Maggie, are you able to share that butter cake recipe? You can email me if you like at jobean131 at gmail.com. Thanks!

Leigh
Leigh
Guest
11/12/2011 9:34 am

Maggie, I am almost feel the same way about making the cake as you are about making arroz con pollo. What if the way I make it, spoils my wonderful memories.

Leigh
Leigh
Guest
11/12/2011 9:32 am

“Breaking off and exchanging part of the opłatek with someone is a symbol of forgiveness between two people and is meant to remind participants of the importance of Christmas, God and family”

Tee, that sounds like a wonderful tradition and a way to keep relationships strong.

Leigh
Leigh
Guest
11/12/2011 9:29 am

It is difficult to visualize, but once the apple mixture soaks into the cookie layers they are very soft. Cooking the layers is difficult, because they tend to break, since they are a very very large cookie. You roll out the dough, turn a cake pan upside down, and put the dough on the rounded bottom. My mother put two or three pans in the oven at the same time. I guess you could use anything that allowed you to have a uniform round very large cake size cookie.

Tee
Tee
Guest
11/12/2011 9:26 am

My mother was a great cook, but really didn’t do much baking. We’re Polish and lived in a community in Detroit that was primarily Polish, so we had bakeries all over the place and never lacked for Polish goodies. One such dessert is called chrusciki or Polish angel wings. But there are many others. Our Christmas meal was usually quite simple, but lots of everything (gołąbki, kielbasa, sauerkraut, pierogi, you name it). My mother explained that she came from the farmlands of Poland outside Krakow and, according to her, city living and farm living were different (she was born in 1913 and came to America when she was six).

One tradition, though, remains to this day within our families and other Polish families and that’s the breaking of opłatek at either or both the Christmas eve and day dinners. Family members and friends break off a small piece of the opłatek wafer (unleavened) and give it to one another along with a blessing. Breaking off and exchanging part of the opłatek with someone is a symbol of forgiveness between two people and is meant to remind participants of the importance of Christmas, God and family.
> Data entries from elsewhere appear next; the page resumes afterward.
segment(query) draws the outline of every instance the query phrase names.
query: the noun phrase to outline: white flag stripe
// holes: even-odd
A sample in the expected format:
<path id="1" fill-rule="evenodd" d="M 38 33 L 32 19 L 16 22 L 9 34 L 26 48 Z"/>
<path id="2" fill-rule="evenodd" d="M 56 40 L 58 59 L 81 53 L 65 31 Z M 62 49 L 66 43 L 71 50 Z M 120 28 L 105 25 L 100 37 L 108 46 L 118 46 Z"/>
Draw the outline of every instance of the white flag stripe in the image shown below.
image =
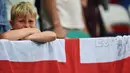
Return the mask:
<path id="1" fill-rule="evenodd" d="M 130 57 L 130 36 L 80 39 L 81 63 L 112 62 Z"/>
<path id="2" fill-rule="evenodd" d="M 0 40 L 0 60 L 34 62 L 56 60 L 66 62 L 65 40 L 36 43 L 32 41 Z"/>

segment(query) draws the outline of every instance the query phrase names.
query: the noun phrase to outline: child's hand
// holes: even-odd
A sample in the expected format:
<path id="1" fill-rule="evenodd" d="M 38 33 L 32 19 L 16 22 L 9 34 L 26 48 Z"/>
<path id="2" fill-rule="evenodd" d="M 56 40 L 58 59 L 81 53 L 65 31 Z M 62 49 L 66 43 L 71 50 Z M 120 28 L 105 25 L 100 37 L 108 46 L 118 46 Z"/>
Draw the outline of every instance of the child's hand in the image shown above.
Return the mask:
<path id="1" fill-rule="evenodd" d="M 30 34 L 34 34 L 34 33 L 38 33 L 41 32 L 39 29 L 37 28 L 29 28 Z"/>

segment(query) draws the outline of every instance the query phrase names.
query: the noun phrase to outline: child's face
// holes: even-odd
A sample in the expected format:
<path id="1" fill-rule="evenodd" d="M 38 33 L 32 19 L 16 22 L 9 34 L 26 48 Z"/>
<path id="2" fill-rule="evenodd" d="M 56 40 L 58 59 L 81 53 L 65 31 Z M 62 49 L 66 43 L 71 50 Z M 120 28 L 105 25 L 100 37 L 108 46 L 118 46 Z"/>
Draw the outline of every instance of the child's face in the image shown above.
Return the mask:
<path id="1" fill-rule="evenodd" d="M 21 28 L 35 28 L 36 18 L 28 14 L 27 16 L 17 16 L 14 21 L 12 21 L 13 29 Z"/>

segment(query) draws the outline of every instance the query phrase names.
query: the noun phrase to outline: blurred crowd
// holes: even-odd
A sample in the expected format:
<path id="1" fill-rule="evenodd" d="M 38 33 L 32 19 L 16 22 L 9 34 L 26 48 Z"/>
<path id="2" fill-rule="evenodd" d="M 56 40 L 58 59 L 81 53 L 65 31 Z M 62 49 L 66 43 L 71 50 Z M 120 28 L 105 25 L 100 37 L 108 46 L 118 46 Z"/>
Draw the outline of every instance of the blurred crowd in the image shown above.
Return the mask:
<path id="1" fill-rule="evenodd" d="M 130 34 L 130 0 L 0 0 L 0 34 L 11 29 L 11 7 L 21 1 L 36 7 L 37 28 L 57 38 Z"/>

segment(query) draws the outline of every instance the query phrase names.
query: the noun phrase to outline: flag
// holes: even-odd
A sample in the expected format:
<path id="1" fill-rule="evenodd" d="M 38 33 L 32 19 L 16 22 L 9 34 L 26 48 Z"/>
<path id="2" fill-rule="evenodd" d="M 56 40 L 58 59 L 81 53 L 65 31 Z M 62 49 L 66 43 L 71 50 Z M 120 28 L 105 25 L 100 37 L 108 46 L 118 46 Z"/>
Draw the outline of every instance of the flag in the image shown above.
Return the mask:
<path id="1" fill-rule="evenodd" d="M 0 73 L 130 73 L 130 37 L 0 40 Z"/>

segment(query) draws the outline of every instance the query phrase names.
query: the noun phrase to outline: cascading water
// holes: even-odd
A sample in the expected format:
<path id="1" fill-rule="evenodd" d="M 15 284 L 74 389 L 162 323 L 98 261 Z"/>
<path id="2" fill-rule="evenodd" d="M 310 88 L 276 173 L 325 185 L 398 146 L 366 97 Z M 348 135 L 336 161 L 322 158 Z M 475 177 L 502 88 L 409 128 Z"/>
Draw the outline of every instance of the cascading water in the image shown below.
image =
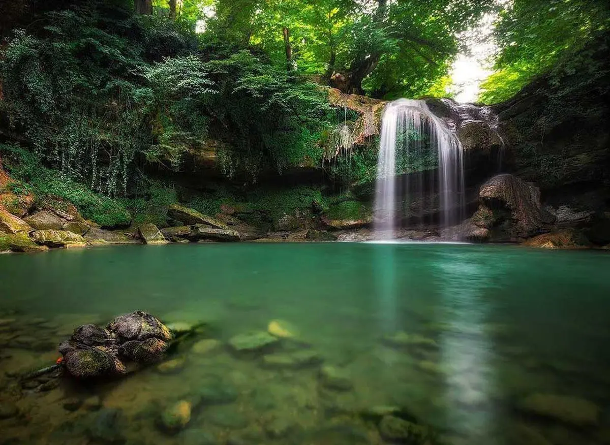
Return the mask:
<path id="1" fill-rule="evenodd" d="M 404 216 L 396 210 L 397 198 L 400 198 L 396 193 L 396 160 L 421 159 L 426 147 L 436 147 L 438 154 L 440 222 L 448 226 L 462 219 L 465 199 L 459 141 L 425 102 L 400 99 L 386 106 L 381 122 L 375 207 L 376 238 L 394 238 L 396 221 Z M 423 197 L 422 180 L 416 188 L 418 190 L 409 190 L 406 187 L 406 193 Z"/>

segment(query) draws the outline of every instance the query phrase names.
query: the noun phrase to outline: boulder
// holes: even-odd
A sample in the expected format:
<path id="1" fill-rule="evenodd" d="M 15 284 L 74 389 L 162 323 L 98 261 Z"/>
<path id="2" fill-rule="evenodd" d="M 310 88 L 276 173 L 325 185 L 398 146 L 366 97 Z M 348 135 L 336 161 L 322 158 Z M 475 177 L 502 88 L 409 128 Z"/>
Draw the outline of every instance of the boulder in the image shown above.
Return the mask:
<path id="1" fill-rule="evenodd" d="M 101 240 L 109 244 L 134 244 L 138 242 L 122 232 L 107 230 L 99 227 L 91 227 L 85 234 L 85 240 L 88 242 Z"/>
<path id="2" fill-rule="evenodd" d="M 23 218 L 23 221 L 37 230 L 60 230 L 65 220 L 52 212 L 41 210 Z"/>
<path id="3" fill-rule="evenodd" d="M 46 246 L 38 246 L 27 235 L 21 233 L 0 233 L 0 252 L 41 252 L 49 250 Z"/>
<path id="4" fill-rule="evenodd" d="M 167 215 L 170 218 L 184 222 L 186 225 L 201 224 L 216 229 L 228 229 L 226 224 L 218 219 L 200 213 L 192 208 L 178 204 L 171 204 L 167 210 Z"/>
<path id="5" fill-rule="evenodd" d="M 564 229 L 542 233 L 522 243 L 540 249 L 586 249 L 590 244 L 586 237 L 574 229 Z"/>
<path id="6" fill-rule="evenodd" d="M 576 427 L 597 425 L 601 410 L 587 400 L 570 396 L 537 393 L 519 400 L 522 412 L 553 419 Z"/>
<path id="7" fill-rule="evenodd" d="M 540 207 L 540 190 L 512 174 L 499 174 L 489 179 L 481 187 L 479 201 L 483 206 L 479 212 L 484 215 L 476 215 L 475 223 L 489 229 L 489 226 L 506 221 L 513 238 L 531 236 L 554 220 Z M 503 211 L 510 212 L 509 219 L 503 216 Z"/>
<path id="8" fill-rule="evenodd" d="M 80 222 L 73 221 L 64 222 L 63 225 L 62 226 L 62 230 L 71 232 L 73 233 L 76 233 L 77 235 L 80 235 L 81 236 L 85 235 L 85 233 L 88 232 L 91 226 L 86 222 Z"/>
<path id="9" fill-rule="evenodd" d="M 189 237 L 192 239 L 216 241 L 240 241 L 239 233 L 229 229 L 215 229 L 204 224 L 195 224 Z"/>
<path id="10" fill-rule="evenodd" d="M 174 237 L 185 237 L 190 235 L 190 226 L 179 226 L 175 227 L 165 227 L 161 229 L 163 236 L 168 240 L 171 240 Z"/>
<path id="11" fill-rule="evenodd" d="M 161 231 L 153 224 L 148 222 L 141 225 L 138 227 L 138 232 L 144 244 L 162 244 L 168 243 Z"/>
<path id="12" fill-rule="evenodd" d="M 49 247 L 63 247 L 71 244 L 84 246 L 85 243 L 85 238 L 80 235 L 51 229 L 36 230 L 32 233 L 32 239 L 39 244 Z"/>
<path id="13" fill-rule="evenodd" d="M 20 218 L 15 216 L 3 207 L 0 207 L 0 232 L 4 233 L 24 233 L 34 229 Z"/>

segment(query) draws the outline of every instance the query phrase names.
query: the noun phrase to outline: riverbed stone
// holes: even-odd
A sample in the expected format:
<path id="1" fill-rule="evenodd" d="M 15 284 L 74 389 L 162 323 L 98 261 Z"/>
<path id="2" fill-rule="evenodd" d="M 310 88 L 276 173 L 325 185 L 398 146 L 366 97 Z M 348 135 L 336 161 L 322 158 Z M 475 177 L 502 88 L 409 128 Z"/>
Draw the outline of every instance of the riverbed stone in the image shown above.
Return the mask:
<path id="1" fill-rule="evenodd" d="M 85 238 L 80 235 L 51 229 L 36 230 L 32 233 L 32 239 L 39 244 L 49 247 L 62 247 L 70 244 L 84 246 L 85 243 Z"/>
<path id="2" fill-rule="evenodd" d="M 190 422 L 193 406 L 187 400 L 179 400 L 163 410 L 160 426 L 166 432 L 175 433 L 183 429 Z"/>
<path id="3" fill-rule="evenodd" d="M 271 320 L 267 325 L 267 332 L 278 338 L 292 338 L 298 336 L 298 330 L 285 320 Z"/>
<path id="4" fill-rule="evenodd" d="M 542 393 L 531 394 L 519 400 L 517 408 L 578 427 L 597 425 L 601 412 L 598 406 L 584 399 Z"/>
<path id="5" fill-rule="evenodd" d="M 229 227 L 218 219 L 201 213 L 195 209 L 185 207 L 178 204 L 171 204 L 167 210 L 170 218 L 183 222 L 185 225 L 196 224 L 206 224 L 216 229 L 228 229 Z"/>
<path id="6" fill-rule="evenodd" d="M 156 369 L 160 374 L 178 374 L 184 368 L 185 363 L 184 357 L 172 358 L 157 365 Z"/>
<path id="7" fill-rule="evenodd" d="M 318 365 L 322 361 L 321 355 L 312 349 L 271 354 L 263 357 L 263 365 L 267 368 L 294 369 Z"/>
<path id="8" fill-rule="evenodd" d="M 221 343 L 215 338 L 206 338 L 199 340 L 191 348 L 191 351 L 199 355 L 204 355 L 218 350 Z"/>
<path id="9" fill-rule="evenodd" d="M 350 391 L 354 386 L 347 371 L 329 365 L 320 368 L 320 380 L 325 387 L 336 391 Z"/>
<path id="10" fill-rule="evenodd" d="M 423 445 L 429 435 L 428 429 L 395 416 L 384 416 L 379 424 L 379 434 L 388 441 Z"/>
<path id="11" fill-rule="evenodd" d="M 229 344 L 237 352 L 260 351 L 279 340 L 268 332 L 254 331 L 239 334 L 229 340 Z"/>

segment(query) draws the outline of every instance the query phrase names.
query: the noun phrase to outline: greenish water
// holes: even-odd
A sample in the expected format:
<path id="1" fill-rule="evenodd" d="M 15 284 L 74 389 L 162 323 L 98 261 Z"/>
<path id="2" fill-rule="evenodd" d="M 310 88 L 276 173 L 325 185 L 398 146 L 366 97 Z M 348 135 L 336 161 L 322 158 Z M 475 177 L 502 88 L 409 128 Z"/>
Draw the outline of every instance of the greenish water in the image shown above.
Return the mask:
<path id="1" fill-rule="evenodd" d="M 420 443 L 381 437 L 368 411 L 392 406 L 398 417 L 429 425 L 431 444 L 609 444 L 609 274 L 604 252 L 459 244 L 130 246 L 0 255 L 0 407 L 18 411 L 0 409 L 2 440 Z M 18 382 L 24 370 L 52 363 L 56 344 L 79 324 L 135 310 L 209 327 L 170 357 L 185 360 L 173 373 L 153 366 L 95 386 L 64 379 L 48 391 Z M 329 388 L 320 365 L 276 368 L 262 354 L 244 357 L 227 345 L 275 319 L 298 335 L 267 354 L 310 349 L 351 388 Z M 388 340 L 398 332 L 428 340 Z M 221 343 L 194 352 L 203 338 Z M 160 430 L 160 410 L 208 386 L 235 397 L 194 410 L 175 435 Z M 536 393 L 542 401 L 533 407 Z M 99 410 L 66 404 L 92 396 Z M 114 409 L 120 415 L 110 429 L 118 436 L 104 438 L 95 431 Z"/>

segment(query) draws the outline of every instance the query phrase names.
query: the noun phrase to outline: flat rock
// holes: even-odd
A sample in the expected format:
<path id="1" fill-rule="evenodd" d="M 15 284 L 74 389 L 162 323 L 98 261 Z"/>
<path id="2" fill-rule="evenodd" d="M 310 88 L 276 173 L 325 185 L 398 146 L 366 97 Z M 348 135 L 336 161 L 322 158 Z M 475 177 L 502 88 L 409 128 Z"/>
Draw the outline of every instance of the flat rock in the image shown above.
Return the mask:
<path id="1" fill-rule="evenodd" d="M 206 224 L 216 229 L 228 229 L 228 226 L 215 218 L 200 213 L 193 208 L 185 207 L 178 204 L 172 204 L 167 210 L 167 215 L 176 221 L 179 221 L 185 225 L 196 224 Z"/>
<path id="2" fill-rule="evenodd" d="M 168 243 L 157 226 L 149 222 L 142 224 L 138 227 L 138 233 L 140 233 L 144 244 L 163 244 Z"/>
<path id="3" fill-rule="evenodd" d="M 65 222 L 63 218 L 49 210 L 37 212 L 29 216 L 26 216 L 23 218 L 23 221 L 37 230 L 46 229 L 60 230 L 63 223 Z"/>
<path id="4" fill-rule="evenodd" d="M 228 229 L 217 229 L 203 224 L 195 224 L 189 238 L 196 240 L 240 241 L 239 232 Z"/>
<path id="5" fill-rule="evenodd" d="M 541 393 L 522 399 L 517 403 L 517 408 L 528 414 L 580 427 L 597 425 L 600 413 L 600 407 L 587 400 Z"/>
<path id="6" fill-rule="evenodd" d="M 84 246 L 85 243 L 85 238 L 80 235 L 51 229 L 36 230 L 32 233 L 32 239 L 39 244 L 49 247 L 62 247 L 68 244 Z"/>
<path id="7" fill-rule="evenodd" d="M 262 349 L 278 341 L 268 332 L 255 331 L 239 334 L 229 340 L 229 344 L 237 351 L 254 351 Z"/>
<path id="8" fill-rule="evenodd" d="M 268 368 L 298 368 L 318 365 L 323 361 L 316 351 L 304 349 L 285 354 L 267 354 L 263 357 L 263 365 Z"/>
<path id="9" fill-rule="evenodd" d="M 354 386 L 350 374 L 345 369 L 330 365 L 320 368 L 320 380 L 323 386 L 336 391 L 350 391 Z"/>

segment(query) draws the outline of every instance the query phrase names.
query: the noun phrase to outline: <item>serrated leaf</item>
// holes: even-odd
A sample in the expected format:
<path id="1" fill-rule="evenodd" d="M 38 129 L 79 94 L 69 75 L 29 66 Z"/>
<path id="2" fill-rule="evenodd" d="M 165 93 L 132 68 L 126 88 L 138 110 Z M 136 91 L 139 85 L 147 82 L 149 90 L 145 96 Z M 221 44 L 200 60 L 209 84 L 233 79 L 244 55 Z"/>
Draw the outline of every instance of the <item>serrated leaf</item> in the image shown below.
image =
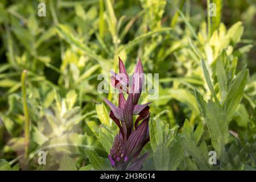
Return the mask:
<path id="1" fill-rule="evenodd" d="M 213 89 L 213 86 L 212 81 L 210 80 L 210 74 L 208 72 L 208 70 L 207 69 L 204 60 L 201 60 L 201 63 L 202 64 L 203 70 L 204 71 L 204 77 L 207 83 L 207 85 L 208 86 L 209 89 L 212 93 L 212 94 L 213 96 L 215 101 L 218 102 L 218 98 L 217 97 L 216 93 L 215 93 L 215 91 Z"/>
<path id="2" fill-rule="evenodd" d="M 226 119 L 229 122 L 240 104 L 243 96 L 243 90 L 249 77 L 249 71 L 245 66 L 243 69 L 237 75 L 232 82 L 228 94 L 224 109 L 226 114 Z"/>
<path id="3" fill-rule="evenodd" d="M 153 154 L 154 163 L 156 170 L 168 170 L 169 168 L 170 154 L 168 147 L 160 143 Z"/>
<path id="4" fill-rule="evenodd" d="M 150 144 L 154 152 L 156 151 L 157 146 L 163 143 L 163 134 L 159 118 L 156 121 L 150 119 L 149 123 Z"/>
<path id="5" fill-rule="evenodd" d="M 101 122 L 102 124 L 110 126 L 109 116 L 105 105 L 103 103 L 101 104 L 96 104 L 96 107 L 97 115 Z"/>
<path id="6" fill-rule="evenodd" d="M 197 126 L 195 130 L 195 132 L 193 134 L 193 139 L 196 143 L 196 144 L 198 143 L 199 140 L 200 140 L 201 136 L 202 136 L 203 133 L 204 132 L 204 125 L 201 122 Z"/>
<path id="7" fill-rule="evenodd" d="M 178 139 L 170 148 L 169 170 L 175 171 L 180 164 L 184 157 L 185 151 L 180 144 L 180 140 Z"/>
<path id="8" fill-rule="evenodd" d="M 228 125 L 225 115 L 221 107 L 209 100 L 207 105 L 205 117 L 212 144 L 220 159 L 224 156 L 225 144 L 228 140 Z"/>
<path id="9" fill-rule="evenodd" d="M 106 152 L 109 153 L 112 147 L 114 137 L 107 130 L 104 128 L 101 128 L 100 131 L 98 139 Z"/>
<path id="10" fill-rule="evenodd" d="M 0 171 L 11 170 L 11 165 L 5 159 L 0 159 Z"/>
<path id="11" fill-rule="evenodd" d="M 76 91 L 71 90 L 68 92 L 66 95 L 68 109 L 71 109 L 73 107 L 75 103 L 76 102 L 77 97 L 77 94 L 76 93 Z"/>
<path id="12" fill-rule="evenodd" d="M 203 154 L 199 148 L 196 146 L 195 141 L 187 138 L 185 136 L 182 136 L 181 139 L 181 144 L 184 150 L 195 159 L 199 167 L 203 170 L 209 170 L 208 161 L 202 158 Z"/>
<path id="13" fill-rule="evenodd" d="M 227 59 L 226 53 L 223 52 L 216 62 L 217 77 L 221 93 L 221 101 L 225 100 L 228 94 L 228 78 L 224 68 L 225 59 Z"/>
<path id="14" fill-rule="evenodd" d="M 64 155 L 60 162 L 59 171 L 77 171 L 73 159 L 67 155 Z"/>
<path id="15" fill-rule="evenodd" d="M 79 171 L 90 171 L 92 168 L 92 165 L 89 164 L 85 166 L 81 167 Z"/>

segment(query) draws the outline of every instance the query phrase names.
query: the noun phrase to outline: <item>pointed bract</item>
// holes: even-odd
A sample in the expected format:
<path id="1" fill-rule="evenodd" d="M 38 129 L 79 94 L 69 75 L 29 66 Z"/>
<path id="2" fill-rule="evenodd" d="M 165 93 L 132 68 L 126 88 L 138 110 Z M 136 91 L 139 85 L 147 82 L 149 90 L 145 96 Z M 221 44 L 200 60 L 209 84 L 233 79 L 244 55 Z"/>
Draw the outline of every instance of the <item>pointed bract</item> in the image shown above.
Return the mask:
<path id="1" fill-rule="evenodd" d="M 115 117 L 121 121 L 123 121 L 123 110 L 119 108 L 118 107 L 117 107 L 115 106 L 112 102 L 109 101 L 109 100 L 104 98 L 104 99 L 105 102 L 106 102 L 106 104 L 111 108 L 111 110 L 113 111 L 113 113 L 114 113 L 114 115 Z"/>
<path id="2" fill-rule="evenodd" d="M 117 170 L 139 170 L 148 155 L 146 154 L 139 157 L 143 147 L 150 140 L 148 120 L 150 113 L 148 105 L 151 102 L 138 104 L 144 80 L 141 59 L 136 64 L 129 83 L 125 65 L 120 57 L 118 58 L 119 73 L 111 71 L 112 85 L 122 91 L 119 94 L 118 107 L 108 100 L 104 100 L 111 109 L 110 117 L 119 129 L 119 134 L 115 137 L 109 159 L 112 166 Z M 127 100 L 123 92 L 129 94 Z M 138 114 L 139 117 L 134 125 L 133 115 Z M 142 122 L 139 125 L 141 121 Z"/>

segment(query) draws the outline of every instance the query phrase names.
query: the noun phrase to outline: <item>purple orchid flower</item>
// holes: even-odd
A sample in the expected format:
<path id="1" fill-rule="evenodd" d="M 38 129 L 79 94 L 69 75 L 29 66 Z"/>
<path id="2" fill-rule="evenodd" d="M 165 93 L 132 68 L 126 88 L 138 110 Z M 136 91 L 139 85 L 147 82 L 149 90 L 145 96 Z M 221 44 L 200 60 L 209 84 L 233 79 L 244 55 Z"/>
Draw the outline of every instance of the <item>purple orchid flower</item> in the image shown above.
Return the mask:
<path id="1" fill-rule="evenodd" d="M 143 147 L 150 140 L 148 121 L 150 113 L 148 105 L 151 102 L 138 104 L 144 80 L 141 59 L 138 61 L 131 78 L 129 78 L 120 57 L 119 68 L 119 73 L 112 72 L 111 76 L 112 85 L 120 91 L 118 106 L 104 99 L 111 109 L 110 118 L 119 129 L 119 134 L 115 136 L 110 150 L 109 159 L 112 166 L 117 170 L 139 170 L 142 168 L 142 163 L 148 154 L 146 153 L 139 157 Z M 128 94 L 127 100 L 123 93 Z M 139 115 L 134 124 L 134 115 Z M 141 121 L 142 121 L 139 125 Z"/>

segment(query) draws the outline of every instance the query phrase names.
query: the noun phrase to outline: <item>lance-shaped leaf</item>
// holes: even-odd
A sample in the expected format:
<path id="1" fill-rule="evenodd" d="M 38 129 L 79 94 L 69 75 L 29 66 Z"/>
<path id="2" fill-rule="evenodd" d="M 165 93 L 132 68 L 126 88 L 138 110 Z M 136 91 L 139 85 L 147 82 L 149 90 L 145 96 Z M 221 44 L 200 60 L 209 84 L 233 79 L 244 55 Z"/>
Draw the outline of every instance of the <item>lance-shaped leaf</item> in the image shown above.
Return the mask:
<path id="1" fill-rule="evenodd" d="M 127 170 L 128 171 L 138 171 L 142 168 L 142 163 L 146 160 L 146 158 L 148 155 L 148 153 L 146 153 L 139 159 L 137 159 L 132 164 L 131 164 Z"/>
<path id="2" fill-rule="evenodd" d="M 127 99 L 126 104 L 123 110 L 123 119 L 125 121 L 127 131 L 131 129 L 133 123 L 133 94 L 130 93 Z"/>
<path id="3" fill-rule="evenodd" d="M 142 90 L 142 84 L 143 82 L 143 68 L 141 63 L 141 59 L 138 61 L 133 75 L 133 93 L 134 105 L 137 104 L 139 101 Z"/>
<path id="4" fill-rule="evenodd" d="M 123 93 L 121 92 L 119 94 L 118 98 L 118 107 L 124 109 L 125 104 L 126 104 L 126 101 L 125 100 L 125 97 L 123 96 Z"/>
<path id="5" fill-rule="evenodd" d="M 104 98 L 104 99 L 105 102 L 111 108 L 111 110 L 113 111 L 114 115 L 115 117 L 121 121 L 123 121 L 124 118 L 123 117 L 123 110 L 115 106 L 112 102 L 109 101 L 109 100 Z"/>
<path id="6" fill-rule="evenodd" d="M 149 117 L 144 119 L 130 135 L 126 146 L 126 154 L 129 159 L 133 158 L 144 146 L 148 131 L 148 119 Z"/>

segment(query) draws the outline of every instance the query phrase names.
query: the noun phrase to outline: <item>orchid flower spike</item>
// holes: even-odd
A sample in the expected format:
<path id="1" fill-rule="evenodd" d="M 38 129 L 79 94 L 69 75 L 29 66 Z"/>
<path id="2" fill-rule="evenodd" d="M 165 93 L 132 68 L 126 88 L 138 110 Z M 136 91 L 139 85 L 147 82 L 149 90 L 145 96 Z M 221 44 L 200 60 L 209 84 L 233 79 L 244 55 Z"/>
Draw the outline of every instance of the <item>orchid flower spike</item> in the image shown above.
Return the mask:
<path id="1" fill-rule="evenodd" d="M 119 57 L 119 73 L 112 72 L 111 83 L 119 94 L 118 106 L 115 106 L 106 99 L 104 101 L 110 107 L 110 118 L 119 129 L 115 136 L 109 159 L 117 170 L 139 170 L 148 154 L 139 157 L 143 147 L 150 140 L 148 121 L 150 118 L 148 102 L 138 105 L 143 84 L 143 68 L 141 59 L 138 61 L 131 80 Z M 127 100 L 123 93 L 128 94 Z M 134 123 L 133 115 L 138 115 Z M 139 122 L 141 121 L 141 124 Z"/>

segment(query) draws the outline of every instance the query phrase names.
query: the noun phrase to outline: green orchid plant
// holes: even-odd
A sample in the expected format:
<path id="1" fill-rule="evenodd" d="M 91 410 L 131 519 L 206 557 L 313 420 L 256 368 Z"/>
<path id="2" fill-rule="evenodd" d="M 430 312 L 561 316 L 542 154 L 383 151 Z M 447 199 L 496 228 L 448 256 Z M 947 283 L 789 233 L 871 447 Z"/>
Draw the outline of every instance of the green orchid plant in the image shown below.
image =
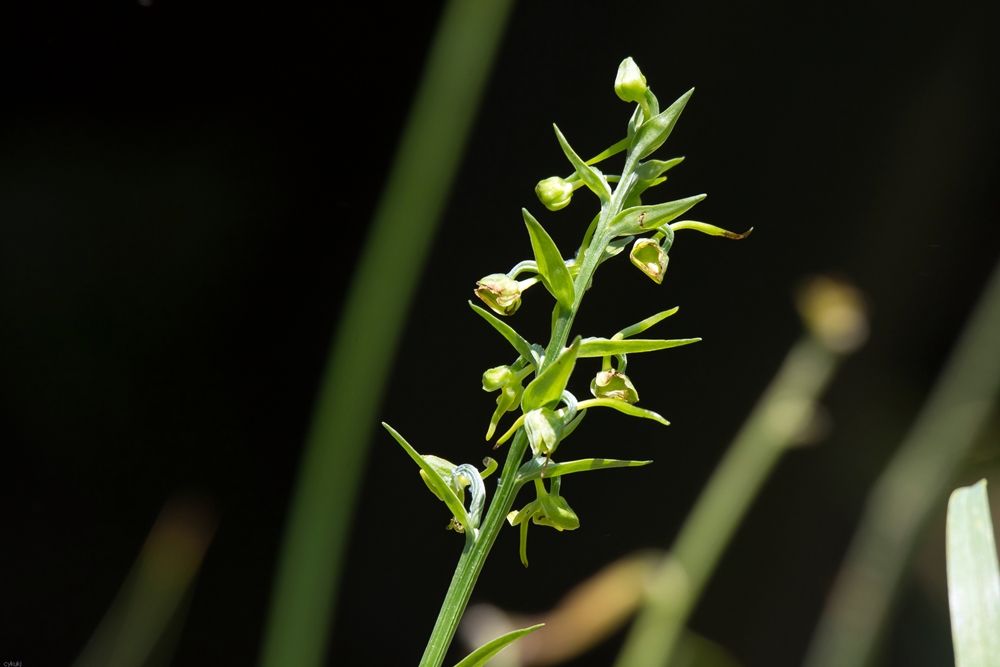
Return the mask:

So, it’s not exactly the kind of information you were looking for, but it is a rich tradition for those who practice it and it does involve “food.” LOL

LinnieGayl
LinnieGayl
Guest
11/11/2011 11:07 pm

Leigh, that cake recipe sounds very interesting. I’ve never heard of it before, and am having a bit of trouble imagining how the sugar cookie dough would work for the layers.

My family didn’t have anything terribly creative for its holiday desserts. Our main thing was to always have pumpkin pie (sorry, not too unusual). I’m not overly fond of pie crust, however, so I try and vary it by doing a pumpkin custard of some kind.

Maggie B, I love arroz con pollo. Haven’t made it in years, and am not even sure I have good recipe for it any more. I think I need to do a web search.

maggie b.
maggie b.
Guest
11/11/2011 10:04 am

It is not a family recipe but growing up in St. Louis I loved a local recipe called gooey butter cake. Gooey butter is actually a batter used to help foods adhere to cake, such as nuts, crumbs, crushed candies. A baker mixed up regular batter with gooey butter and sold the cake anyway. It became a local favorite. I haven’t made the variant for home in awhile as I am the only one who truly loves it (which means I am the one who gains the five pounds from the gooey goodness of it) but that recipe calls for yellow cake mix and cream cheese.

I love my grandmothers arros con pollo and my mom wrote down the recipe for me many years ago. I have been afraid to cook it less I ruin it.